SETELAH hasil pilkada 9 April diketahui melalui penghitungan cepat, dr Zaini Abdullah, calon gubernur terpilih, mengeluarkan pernyataan yang ditunggu-tunggu publik. Dengan gaya sederhana, ia menyatakan bahwa pada pilkada ini tidak ada yang harus merasa kalah dan menang, karena semua kandidat pemenang bagi masyarakat Aceh. Di akhir pernyataan, ia berjanji akan merangkul semua pihak dan melanjutkan perdamaian Aceh.
Pernyataan ini bukan tak berdasar. Telah terekam dalam sejarah Pilkada Aceh 2012, kualitas kampanye kali ini tidak seindah “puisi damai” yang sama-sama diikrarkan. Kualitas momen elektoral ini pun tidak sebaik sebelumnya. Ada banyak praktik dan kultur kekerasan bergesekan dengan model kampanye tidak simpatik. Aneka kekerasan tentu saja menyebabkan ada pihak yang tersayat perasaan (teupeh hate), dan tentu saja tak mudah dihilangkan.

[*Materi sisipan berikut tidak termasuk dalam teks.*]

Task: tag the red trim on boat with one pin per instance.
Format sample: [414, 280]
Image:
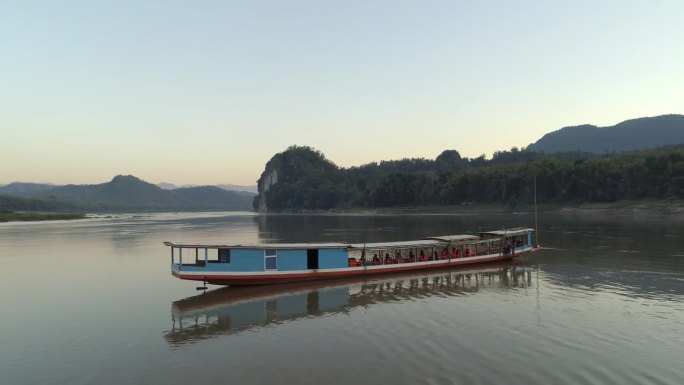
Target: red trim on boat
[262, 279]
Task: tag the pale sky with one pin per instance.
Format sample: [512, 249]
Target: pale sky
[206, 92]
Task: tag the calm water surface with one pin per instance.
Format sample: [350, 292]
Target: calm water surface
[93, 302]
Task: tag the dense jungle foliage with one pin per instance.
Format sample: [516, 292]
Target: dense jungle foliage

Bagi saya, pernyataan gubernur terpilih itu sebagai penanda rekonsiliasi. Secara detil saya tak ingat kalimatnya, namun Zaini menggunakan kata islah, yang secara etimologis dapat pula diartikan berdamai atau berekonsiliasi; meskipun tak persis sama dengan terminologi rekonsiliasi secara konseptual. Mungkin yang dimaksudkan adalah rekonsiliasi ala Aceh berdasar kultur Melayu.
Peusaboh hate
Mengapa ajakan berdamai Zaini itu berbeda dengan konsep rekonsiliasi normatif? Karena rekonsiliasi in cognito adalah mekanisme pemulihan sosial atas pengalaman traumatik masa lalu terkait kejahatan kemanusiaan massif, sedangkan pernyataan tersebut bertujuan meredakan riak-riak konflik pasca-pilkada. Kalau kita benturkan dengan perspektif Hegelian, “maaf atau berdamai hanya mungkin untuk segala hal kecuali kejahatan atas jiwa” (all is forgivable except the crime against spirit). Tentu salah alamat jika dikonfrontasikan dengan maksud pernyataan mantan tokoh senior GAM itu.

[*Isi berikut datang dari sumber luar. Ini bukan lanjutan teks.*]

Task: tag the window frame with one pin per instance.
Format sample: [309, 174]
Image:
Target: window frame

Hal itu karena: Pertama, konsep hate menurut parole Aceh tidak setingkat dengan “jiwa” perspektif Hegel - yang kemudian diintroduksi Jacques Derrida. Kerusakan jiwa perspektif Hegelian merujuk pada akibat perang dahsyat yang merontokkan bangunan humanisme. Kedua, konsep rekonsiliasi secara umum menuntut adanya pencarian kebenaran atas masa lalu (truth seeking), sedangkan yang diinginkan tidaklah sekompleks itu. Dan ketiga, rekonsiliasi adalah kondisi pertemuan pelaku kejahatan (perpetrators) dan korban (victim) dengan level setara untuk memaafkan, melupakan, atau menghukum (that people would be incapable of forgiving what they cannot punish, and they would be incapable of punishing what reveals itself as unforgivable, Jacques Derrida, On Forgiveness, 2001).

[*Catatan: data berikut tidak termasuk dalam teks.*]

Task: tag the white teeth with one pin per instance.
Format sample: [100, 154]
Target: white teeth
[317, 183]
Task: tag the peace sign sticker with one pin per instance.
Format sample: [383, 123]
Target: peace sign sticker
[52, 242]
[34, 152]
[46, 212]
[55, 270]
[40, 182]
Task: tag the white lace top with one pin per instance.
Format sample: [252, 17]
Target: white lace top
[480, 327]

Ada pun yang dimaksudkan di sini adalah peusaboh hate atau menyatukan hati dan pikiran para elite setelah kusut-masai pilkada. Namun paling tidak pernyataan itu merujuk bahwa pengalaman pilkada yang tidak sehat dan harus dilupakan demi masa depan Aceh. Atas dasar itulah, Zaini menginginkan teks pembangunan Aceh itu dimulai dari rekonsiliasi para elite, peusaboh hate rakyat Aceh peukong nanggroe.
Melalui permintaan maaf yang tulus ada kemungkinan mengubah hal-hal yang tak mungkin diubah (irreversible). Ia tentu tahu konsepsi kultural elite Aceh sebagai “ayam jago”. Jangankan kalah, seri pun tak pernah sudi. Dengan strategi sedikit surut, mungkin dapat melembutkan perasaan elite-elite yang kalah dalam pilkada lalu, dan akan menjadi kemenangan besar bagi politik Aceh.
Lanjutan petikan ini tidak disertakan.